Karin took it as an insult that she didn’t know what the group who had chartered the ship believed in.
“Yes, it is also about helping humanity by making family planning an option for millions of third world women and reducing the burden our population places on the earth. When Dr. Lydell Cooper founded the movement in the nineteen seventies, there were three billion people in the world. Today, there are twice that many—six billion— and the rates aren’t slowing. Ten percent of all humans who have ever lived, going back a hundred thousand years, are alive right now.”
“I saw the same informational placards they have placed around the ship,” Passman said archly. “But don’t you think Responsivism goes beyond social consciousness? For a woman to join, she has to agree to have her fallopian tubes tied. It sounds to me more like, well, a cult.”
“That’s what Michael said people tell him all the time.” With the stubbornness of youth, Karin felt she had to defend her crush’s convictions. “Just because you don’t know all the facts doesn’t mean you can dismiss what he believes.”
“Yes, but surely you see . . .” Passman let his voice trail off, knowing that whatever argument was put forth would stand little chance against a twenty-something girl with raging hormones. “Actually, you probably wouldn’t. I think you two should let Jannike rest. You can tell her all about the party later.” He left Janni’s bedside.
“Are you going to be okay, Schnuckiputzi?” Elsa asked, touching Janni’s thin shoulder.
“I’ll be fine. You two have fun and I want lurid details tomorrow.”
“Good girls don’t kiss and tell,” Karin said, and grinned.

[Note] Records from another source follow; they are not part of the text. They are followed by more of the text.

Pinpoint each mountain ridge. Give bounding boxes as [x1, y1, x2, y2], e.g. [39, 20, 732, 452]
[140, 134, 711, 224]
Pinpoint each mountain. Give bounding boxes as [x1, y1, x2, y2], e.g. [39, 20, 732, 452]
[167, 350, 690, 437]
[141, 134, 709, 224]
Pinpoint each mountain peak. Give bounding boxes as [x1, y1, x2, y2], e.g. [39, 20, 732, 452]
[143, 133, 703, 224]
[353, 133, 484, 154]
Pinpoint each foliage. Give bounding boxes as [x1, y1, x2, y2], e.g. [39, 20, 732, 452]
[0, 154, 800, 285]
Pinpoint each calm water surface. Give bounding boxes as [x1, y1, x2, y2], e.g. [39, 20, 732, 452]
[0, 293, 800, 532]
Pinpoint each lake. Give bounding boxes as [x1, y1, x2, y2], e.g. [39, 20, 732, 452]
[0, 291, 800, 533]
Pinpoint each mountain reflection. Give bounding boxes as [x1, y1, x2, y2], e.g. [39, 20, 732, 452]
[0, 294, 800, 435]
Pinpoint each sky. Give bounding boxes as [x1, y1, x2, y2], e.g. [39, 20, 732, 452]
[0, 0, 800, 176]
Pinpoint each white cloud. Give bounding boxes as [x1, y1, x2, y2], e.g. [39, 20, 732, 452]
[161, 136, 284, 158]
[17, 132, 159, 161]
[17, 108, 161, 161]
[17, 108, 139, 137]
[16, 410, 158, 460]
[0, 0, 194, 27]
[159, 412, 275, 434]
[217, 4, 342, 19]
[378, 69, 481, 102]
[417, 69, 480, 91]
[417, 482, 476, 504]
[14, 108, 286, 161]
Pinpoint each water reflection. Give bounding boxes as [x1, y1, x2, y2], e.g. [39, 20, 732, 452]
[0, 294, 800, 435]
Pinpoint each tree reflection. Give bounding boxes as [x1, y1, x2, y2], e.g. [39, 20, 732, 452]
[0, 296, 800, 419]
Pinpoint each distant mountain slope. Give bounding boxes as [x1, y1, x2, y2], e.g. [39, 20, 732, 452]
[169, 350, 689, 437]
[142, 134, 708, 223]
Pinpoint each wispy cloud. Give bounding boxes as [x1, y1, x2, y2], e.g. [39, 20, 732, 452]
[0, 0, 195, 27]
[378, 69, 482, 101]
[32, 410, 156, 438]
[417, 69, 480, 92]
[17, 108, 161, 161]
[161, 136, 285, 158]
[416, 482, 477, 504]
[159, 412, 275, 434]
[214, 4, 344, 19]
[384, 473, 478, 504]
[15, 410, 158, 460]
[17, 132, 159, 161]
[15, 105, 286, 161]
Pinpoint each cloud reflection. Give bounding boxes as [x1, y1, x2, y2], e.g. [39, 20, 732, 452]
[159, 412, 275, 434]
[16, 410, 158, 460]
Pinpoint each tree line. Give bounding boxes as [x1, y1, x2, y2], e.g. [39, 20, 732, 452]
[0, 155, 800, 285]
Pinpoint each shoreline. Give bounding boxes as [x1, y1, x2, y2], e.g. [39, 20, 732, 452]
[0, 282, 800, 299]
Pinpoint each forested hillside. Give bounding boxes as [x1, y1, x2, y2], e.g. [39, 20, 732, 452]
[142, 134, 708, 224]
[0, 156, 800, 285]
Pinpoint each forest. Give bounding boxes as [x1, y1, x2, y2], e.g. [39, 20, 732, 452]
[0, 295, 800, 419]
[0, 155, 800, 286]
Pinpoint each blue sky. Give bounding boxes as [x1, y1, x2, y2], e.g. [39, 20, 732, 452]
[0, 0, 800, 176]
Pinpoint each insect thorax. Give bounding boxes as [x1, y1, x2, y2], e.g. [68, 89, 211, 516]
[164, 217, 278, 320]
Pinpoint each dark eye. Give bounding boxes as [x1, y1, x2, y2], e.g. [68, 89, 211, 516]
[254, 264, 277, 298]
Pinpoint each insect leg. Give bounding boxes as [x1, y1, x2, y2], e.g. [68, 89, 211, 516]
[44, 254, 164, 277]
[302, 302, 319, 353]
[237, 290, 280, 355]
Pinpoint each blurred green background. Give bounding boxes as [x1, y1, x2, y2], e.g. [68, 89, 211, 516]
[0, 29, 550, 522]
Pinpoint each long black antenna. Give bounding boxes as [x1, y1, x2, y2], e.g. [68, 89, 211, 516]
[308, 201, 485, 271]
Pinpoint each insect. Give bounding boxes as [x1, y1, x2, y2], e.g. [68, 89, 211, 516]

“In that case, I don’t expect either of you to be good girls.” The two Germans left together, but Karin returned a second later. She eased up to the head of the bed.
“I want you to know that I think I’m going to do it.” Janni knew what she meant. She knew that Michael was more than a passing crush for her friend, and that apart from kissing a few times he had spent hours talking to her about his beliefs.
“Karin, that is way too big of a step. You don’t know him that well.”
“I’ve never really wanted kids anyway, so what’s the big deal if I have my tubes tied now or in a few years.”
“Don’t let him talk you into it,” Janni said as forcefully as her weakened body would let her. Karin was nice, but not the strongest person Jannike had ever met.
“He didn’t talk me into it,” she dismissed too quickly. “It’s something I’ve thought about for a long time. I don’t want to be worn out at thirty like my mother was. She’s forty-five now and looks seventy. No thanks. Besides,” she said with a bright smile, “nothing will happen until we dock in Greece anyway.” Janni took Karin’s hand to emphasize her point. “This is a decision that will affect the rest of your life.
Give it some more thought, okay?”
“Okay,” Karin said, as if to a parent.
Janni gave her a quick hug. “Good. Now, go have some fun for me.”
“Count on it.”
Their perfumes lingered long after the girls were gone.
Janni’s face was scrunched in concentration. The ship wasn’t due to dock in Piraeus for another week, giving her hope that she and Elsa could talk Karin out of her decision. One of the prerequisites for becoming a Responsivist is being sterilized. A vasectomy for men and a tubal ligation for women. It was part of their code to agree to not add more children to an already-overpopulated planet, a dramatic first step that was difficult, expensive, and, in later years, impossible to reverse. Karin was too young for that just so she could bed a good-looking guy.
She drifted off to sleep, and when she awoke a few hours had passed. She could hear the muffled rumble of the ship’s engines but could hardly feel the calm rocking of the Indian Ocean swells. She wondered how Elsa and Karin were enjoying the party . . .
Jannike woke again an hour later. She hated being in the hospital. She was lonely and bored, and, for a moment, considered grabbing her old clothes from under the bed and sneaking up to the ballroom for a peek. But her body just wasn’t up to it and again she closed her eyes.
She heard a crash the instant before the mugger wrapped his hand around her throat again and started to squeeze.